Wednesday, October 07, 2009

The upside of some economic downturns

From Sciensmagazine discussion The Upside of Recessions of Life and death during the Great Depression:
"Tapia Granados's team found an inverse association between economic health and population health: Life expectancy fell during economic upturns and increased during recessions. Mortality, meanwhile, tended to rise during economic upturns and fall during recessions. Deaths related to flu and pneumonia, for example, fell from about 150 per 100,000 people in 1929 to roughly 100 per 100,000 people in 1930, the researchers report online today in the Proceedings of the National Academy of Sciences. Suicide was the only cause of death that increased during times of economic turmoil. For life expectancy, the patterns were particularly obvious among nonwhites: Between 1921 and 1926, a period of economic growth, life expectancy declined 8.1 years among nonwhite males and 7.4 years among nonwhite females. During the Great Depression, on the other hand, life expectancy among nonwhites increased by 8 years."

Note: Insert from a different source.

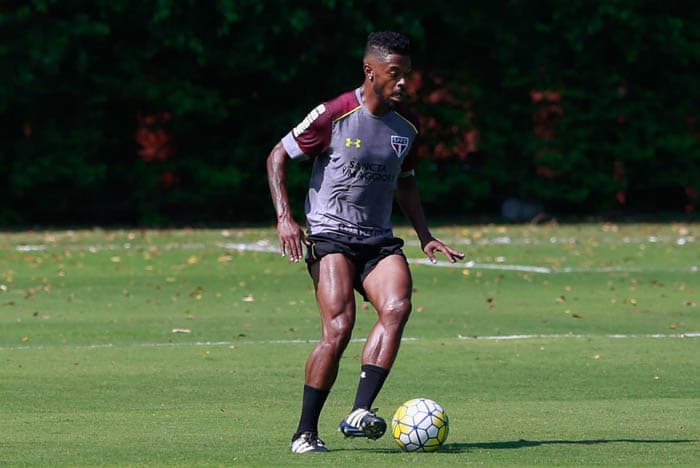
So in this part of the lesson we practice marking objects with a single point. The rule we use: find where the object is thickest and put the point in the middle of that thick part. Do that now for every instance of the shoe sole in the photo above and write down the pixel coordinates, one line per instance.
(373, 430)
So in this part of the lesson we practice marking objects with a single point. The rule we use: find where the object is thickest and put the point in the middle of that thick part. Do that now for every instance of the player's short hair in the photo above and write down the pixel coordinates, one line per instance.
(384, 43)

From comment by Peter Coffee
"This seems like utterly unsurprising confirmation of what has previously been seen in data on health in England during and following World War II rationing.

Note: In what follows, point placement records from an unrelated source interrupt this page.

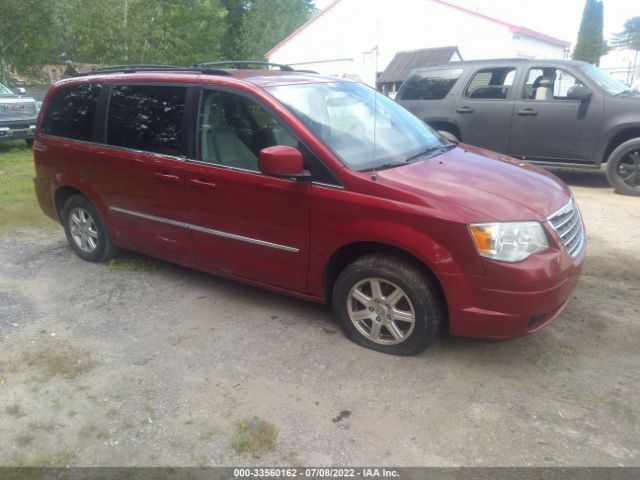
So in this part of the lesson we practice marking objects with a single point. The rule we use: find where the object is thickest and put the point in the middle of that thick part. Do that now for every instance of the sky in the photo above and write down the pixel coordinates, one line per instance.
(558, 18)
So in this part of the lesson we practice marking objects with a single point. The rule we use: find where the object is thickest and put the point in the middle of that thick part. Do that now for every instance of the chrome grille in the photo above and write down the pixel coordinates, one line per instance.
(17, 111)
(568, 225)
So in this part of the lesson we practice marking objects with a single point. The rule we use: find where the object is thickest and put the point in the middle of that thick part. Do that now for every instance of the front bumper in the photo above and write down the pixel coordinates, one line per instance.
(512, 300)
(17, 130)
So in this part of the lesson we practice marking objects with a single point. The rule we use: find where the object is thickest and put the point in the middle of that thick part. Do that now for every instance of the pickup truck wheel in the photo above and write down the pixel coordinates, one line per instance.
(85, 230)
(623, 168)
(387, 304)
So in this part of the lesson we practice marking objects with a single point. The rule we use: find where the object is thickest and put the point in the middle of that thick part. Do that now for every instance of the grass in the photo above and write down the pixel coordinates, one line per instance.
(15, 410)
(255, 437)
(59, 362)
(18, 204)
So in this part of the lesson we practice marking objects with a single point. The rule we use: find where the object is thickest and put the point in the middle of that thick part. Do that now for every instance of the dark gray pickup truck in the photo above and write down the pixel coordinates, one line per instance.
(557, 113)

"It is ironic, but understandable, that Britons who were young during those years of food rationing were the healthiest generation on record: you only have to look at photographs of the children—lean but robust. There was little meat, butter or lard to clog their arteries and very little sugar or sweets of any kind to create cavities or rot their teeth. Consequently our diet was low in carbohydrates and saturated fat." (
"As soon as wartime restrictions were lifted people celebrated with good old fashioned self indulgence...Consumed calories soared as people over-reacted to the years of rationing. Obesity in young children become evident as parents tried to ‘make up’ for sugar rationing; while dentists saw a return to almost pre-war levels of tooth decay. Heart disease also increased as consumption of fats hit new heights." (
This seems like independent confirmation of the same behaviors."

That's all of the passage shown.